Hydrographic Challenges in the Arctic Ocean

Increasing shipping in the Arctic Ocean together with oil and gas exploitation and industrial development due to the recession of ice, require urgent hydrographic and navigational support, to protect safety of navigation and the marine environment. The International Hydrographic Organization (IHO) and its Member States’ Hydrographic Offices (HOs) bordering this ocean, respond to these challenges.

While Antarctica is a continent surrounded by an ocean and regulated by the International Antarctic Treaty and its protocols, the Arctic is an ocean surrounded by land: Canada, Denmark - Greenland, Norway, the Russian Federation and USA border the Arctic. The Arctic is undergoing an extraordinary transformation. Marine access in the Arctic Ocean, driven by global climate change, has been changing in unprecedented ways. All shipping in this ocean is set to increase as sea ice retreats and as the Arctic opens up to further industrial development. With predicted reduction in summer sea ice, the Northeast Passage and Northern Sea Route may open for regular commercial navigation. This will have a great impact on global shipping. The number, size and type of ships crossing, visiting and using this region has increased tremendously during the last few years and is going to increase still further. Special maritime infrastructure is needed to support the Arctic challenges. Three major services are already progressed and supported by the IHO in the Arctic in order to increase safety, protect the environment and support maritime requirements.

1. The provision of adequate and accurate navigational charts and publications. The Arctic Council in its assessment report indicates that ‘gaps in hydrographic data exist for significant portions of primary shipping routes important to support safe navigation and voyage planning in Arctic waters' and that the ‘Arctic charting base hydrographic data is not adequate in most areas to support current and future marine activities'. The IHO is working very closely with the Arctic coastal States to improve this situation, noting that hydrographic surveys in the Arctic are logistically difficult, expensive to undertake and highly dependent on weather and ice conditions. Some cartographic coverage exists in parts of the region and the bordering States have in place various hydrographic projects in order to collect data that will result in the production of new charts and the updating of the existing ones. The establishment of the Arctic Regional Hydrographic Commission (ARHC) by the bordering States will accelerate the hydrographic and cartographic procedures and better serve mariners, safety and the environment.
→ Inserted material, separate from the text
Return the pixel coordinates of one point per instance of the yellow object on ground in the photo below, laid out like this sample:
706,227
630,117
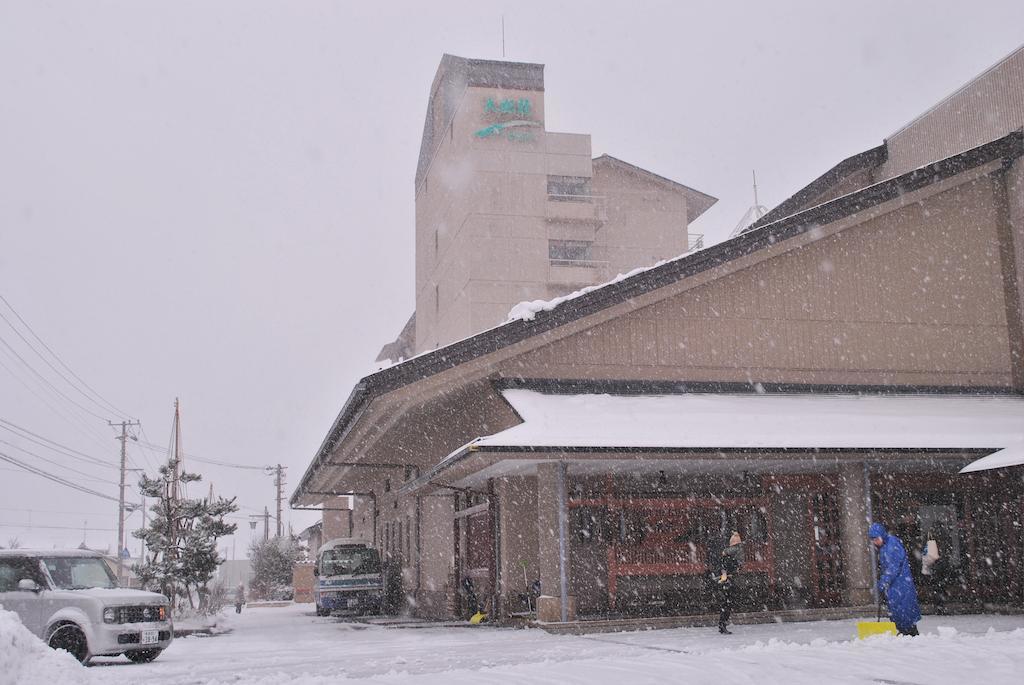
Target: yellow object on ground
866,629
2. Promulgation of Maritime Safety Information (MSI). The IHO, IMO and WMO have worked very closely and they have established five new NAVAREAS that will cover the Arctic region and became operational on 1 June 2011. Russian Federation, Norway and Canada have been named co-ordinators and they will promulgate important information that will enhance safety at sea.

3. Aids to navigation. The IHO and the Hydrographic Offices of the States bordering the Arctic are supporting IALA to study and progress the establishment of reliable aids to navigation systems. Considering the harsh ice and climate conditions virtual aids to navigation is an option that should be seriously considered.